Vietnamese custom for this ceremony seems straighter and more practical than our wealthier Western custom of giving gifts for the future household. My understanding of local custom includes the knowledge that the bride should receive (on the day of but before the wedding) betel nuts, cake, cloth fabric and jewelry, usually in a lacquered red box with the odd number of boxes for luck.
Curiously, the envelopes of money are not only a sign of wealth and future posterity to the couple, but also to scare away the ‘bad spirits’ and protect against sickness and death – a strange thing to think about around a wedding time, still it’s better to think of ways to ward off everything except evil mothers-in-law.

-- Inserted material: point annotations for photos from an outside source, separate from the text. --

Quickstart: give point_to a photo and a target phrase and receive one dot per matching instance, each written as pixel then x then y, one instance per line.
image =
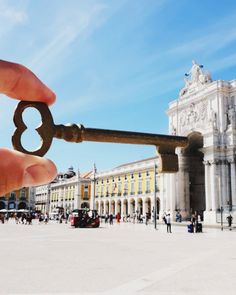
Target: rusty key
pixel 165 144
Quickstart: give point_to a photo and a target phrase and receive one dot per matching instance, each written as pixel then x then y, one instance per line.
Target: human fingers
pixel 21 170
pixel 18 82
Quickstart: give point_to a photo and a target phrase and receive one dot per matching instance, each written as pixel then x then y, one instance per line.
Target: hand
pixel 18 169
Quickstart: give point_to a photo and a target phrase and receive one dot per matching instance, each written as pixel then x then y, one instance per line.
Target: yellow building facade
pixel 16 200
pixel 67 192
pixel 131 189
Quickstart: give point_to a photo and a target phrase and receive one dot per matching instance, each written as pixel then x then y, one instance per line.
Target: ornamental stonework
pixel 195 116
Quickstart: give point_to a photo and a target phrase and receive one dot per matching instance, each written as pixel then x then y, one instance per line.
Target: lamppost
pixel 155 198
pixel 94 184
pixel 221 201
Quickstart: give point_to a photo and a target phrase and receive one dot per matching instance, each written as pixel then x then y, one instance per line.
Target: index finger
pixel 18 82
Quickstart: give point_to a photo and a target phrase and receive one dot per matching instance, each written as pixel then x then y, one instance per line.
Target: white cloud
pixel 10 16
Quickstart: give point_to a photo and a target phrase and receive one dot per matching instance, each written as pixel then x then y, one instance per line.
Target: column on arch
pixel 207 186
pixel 213 182
pixel 233 183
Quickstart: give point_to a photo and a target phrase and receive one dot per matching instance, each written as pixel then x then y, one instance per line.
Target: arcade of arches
pixel 127 207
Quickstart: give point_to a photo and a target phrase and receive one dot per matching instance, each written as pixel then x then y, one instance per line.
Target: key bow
pixel 45 130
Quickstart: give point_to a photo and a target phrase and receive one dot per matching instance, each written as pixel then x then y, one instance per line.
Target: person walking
pixel 111 219
pixel 168 223
pixel 229 219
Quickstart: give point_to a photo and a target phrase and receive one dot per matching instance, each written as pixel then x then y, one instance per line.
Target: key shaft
pixel 165 144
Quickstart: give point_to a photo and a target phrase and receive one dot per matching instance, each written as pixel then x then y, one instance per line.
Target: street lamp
pixel 155 198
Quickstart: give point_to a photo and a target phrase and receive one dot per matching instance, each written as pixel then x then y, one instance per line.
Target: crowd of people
pixel 27 217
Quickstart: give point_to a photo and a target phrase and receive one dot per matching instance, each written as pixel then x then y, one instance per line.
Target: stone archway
pixel 193 165
pixel 96 205
pixel 112 207
pixel 22 205
pixel 107 208
pixel 102 208
pixel 118 208
pixel 140 206
pixel 2 205
pixel 125 207
pixel 132 207
pixel 148 205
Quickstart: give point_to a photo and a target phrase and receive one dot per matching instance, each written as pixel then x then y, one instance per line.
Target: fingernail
pixel 35 175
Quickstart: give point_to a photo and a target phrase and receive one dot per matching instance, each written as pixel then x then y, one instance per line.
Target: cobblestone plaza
pixel 124 258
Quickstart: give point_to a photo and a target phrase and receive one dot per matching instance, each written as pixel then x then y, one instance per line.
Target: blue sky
pixel 113 64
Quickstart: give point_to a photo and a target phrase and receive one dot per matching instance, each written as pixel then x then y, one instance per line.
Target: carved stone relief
pixel 195 116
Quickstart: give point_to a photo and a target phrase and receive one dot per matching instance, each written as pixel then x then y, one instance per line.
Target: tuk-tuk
pixel 85 218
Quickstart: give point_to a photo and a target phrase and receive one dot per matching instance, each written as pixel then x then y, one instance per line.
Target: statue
pixel 196 77
pixel 195 72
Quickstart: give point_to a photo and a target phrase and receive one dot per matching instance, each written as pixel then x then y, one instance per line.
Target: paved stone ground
pixel 119 259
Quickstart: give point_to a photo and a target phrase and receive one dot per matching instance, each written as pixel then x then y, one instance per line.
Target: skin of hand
pixel 19 170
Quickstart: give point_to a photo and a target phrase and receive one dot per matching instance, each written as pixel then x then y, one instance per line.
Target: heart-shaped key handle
pixel 45 130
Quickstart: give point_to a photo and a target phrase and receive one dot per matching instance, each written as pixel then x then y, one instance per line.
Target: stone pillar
pixel 92 199
pixel 128 213
pixel 186 192
pixel 173 194
pixel 168 192
pixel 121 209
pixel 224 182
pixel 213 181
pixel 162 197
pixel 233 182
pixel 207 185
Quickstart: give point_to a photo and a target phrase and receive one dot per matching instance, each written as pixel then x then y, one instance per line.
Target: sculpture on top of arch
pixel 194 78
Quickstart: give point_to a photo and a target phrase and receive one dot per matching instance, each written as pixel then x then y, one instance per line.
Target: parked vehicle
pixel 85 218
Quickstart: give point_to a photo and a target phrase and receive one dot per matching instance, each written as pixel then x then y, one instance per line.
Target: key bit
pixel 165 144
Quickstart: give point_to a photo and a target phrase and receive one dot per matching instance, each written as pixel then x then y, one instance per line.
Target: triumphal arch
pixel 205 112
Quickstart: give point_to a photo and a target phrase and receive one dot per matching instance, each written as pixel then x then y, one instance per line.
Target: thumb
pixel 21 170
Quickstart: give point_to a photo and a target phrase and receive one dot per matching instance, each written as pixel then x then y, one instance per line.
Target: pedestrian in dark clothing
pixel 229 219
pixel 111 219
pixel 168 223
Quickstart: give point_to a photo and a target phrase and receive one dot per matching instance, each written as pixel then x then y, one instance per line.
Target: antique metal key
pixel 165 144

So what to do? I can’t send money by mail, too impersonal, so I’ll give him my last 100,000 dong next time I see him in Ho Chi Minh City, maybe before I have to pay the beer tab. Betel nuts seem too weird to me, would a kilo of peanuts be an OK substitute? Or maybe I could buy a cake and get someone to take it to the wedding – nah… I don’t trust the balancing skills of a local motorbike driver against the fragile chocolate sponge cake that wobbles in that strange way that Vietnamese cakes do.

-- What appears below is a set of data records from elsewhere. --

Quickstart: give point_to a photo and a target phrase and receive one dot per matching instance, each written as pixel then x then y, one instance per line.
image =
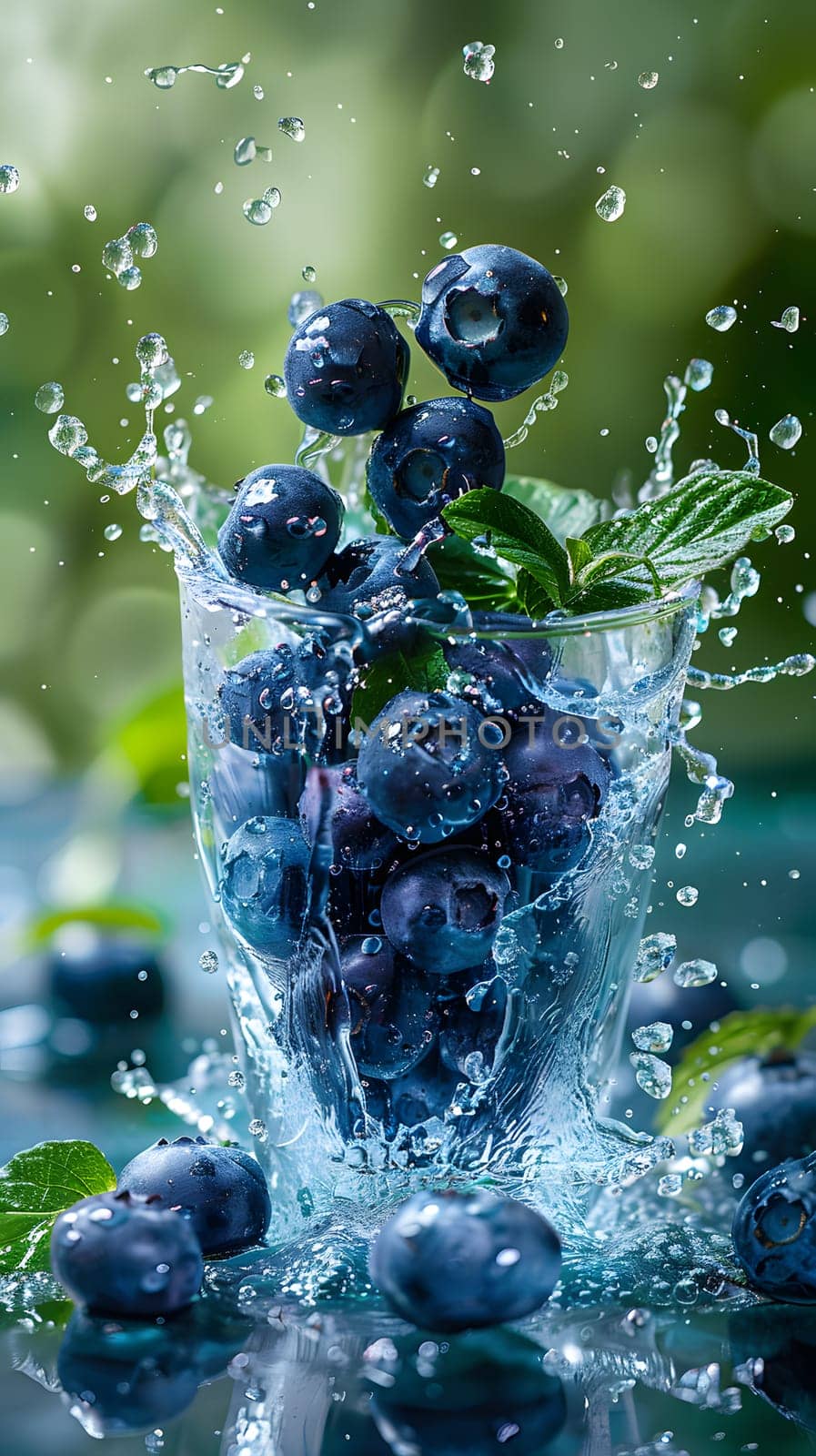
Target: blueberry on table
pixel 493 320
pixel 553 795
pixel 499 1259
pixel 444 909
pixel 347 369
pixel 431 764
pixel 123 1254
pixel 101 979
pixel 388 1008
pixel 774 1232
pixel 282 529
pixel 428 456
pixel 264 885
pixel 223 1190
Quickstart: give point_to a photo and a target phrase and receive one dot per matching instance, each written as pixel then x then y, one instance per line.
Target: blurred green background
pixel 718 167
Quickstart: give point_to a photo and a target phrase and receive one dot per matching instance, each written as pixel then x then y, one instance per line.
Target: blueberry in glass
pixel 223 1190
pixel 282 529
pixel 428 456
pixel 493 320
pixel 500 1259
pixel 124 1254
pixel 347 369
pixel 444 909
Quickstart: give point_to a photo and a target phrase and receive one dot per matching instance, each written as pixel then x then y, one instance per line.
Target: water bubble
pixel 611 204
pixel 50 398
pixel 293 127
pixel 479 62
pixel 789 320
pixel 696 973
pixel 786 433
pixel 721 318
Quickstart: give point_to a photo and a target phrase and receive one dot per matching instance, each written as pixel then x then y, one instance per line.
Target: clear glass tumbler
pixel 376 1062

In Australia, couples oftentimes openly discuss what they’d like to have for a gift, avoiding the huge loss of face if two groups of wedding guests buy the identically colored fruit blender. I can’t give them bedroom stuff like bed sheets (very expensive in Australia!) – What if they are too big or small? Use them as laundry bags?
A toaster (a thingamajig that cooks sliced bread into a golden brown color) is the safest choice in my country and if they hate it they can always secretly give to their neighbors and tell me that they are saving it for a ‘special occasion’. I gave up years ago on buying beautiful wine or champagne glasses because it was such a common gift – imagine how many homes in Australia have champagne glasses while everyone drinks beer!
OK – no kitchen stuff – everyone uses chopsticks and plastic bowls anyway. Hmm… how about something for the living room? Oh, that could lead to trouble if it’s a great cushion and grandma decides it’s perfect for her. Maybe an ornament for the house might look snazzy and fashionable. Ah! I forgot about the transportation problem.
What am I going to do?
He’s a writer so maybe a fabulous pen kit would be good but I can’t forget about the bride, and I’ve been in trouble more often over giving women gifts than I ever was at school! I’m terrible at judging what women like – doesn’t matter if it’s jewelry, chocolate, food, clothes or cosmetics – I have failed miserably.
No… It has to be something that they can both enjoy and remember my thoughtfulness until the goodies wear out. I’m sure I’ll think of something… I’m confident even when I have no idea what I’m doing.
Still, I hope that whatever idea I come up with, it will meet with Vietnamese approval and admiring nods about my wise choice and sensitive artistic temperament – after all, a wedding is a meeting of two hearts and minds that will slowly become a thing greater than the original dreams of the two happy lovers.
So I wish my good friend a wonderful wedding and many years of peaceful and prosperous contention together.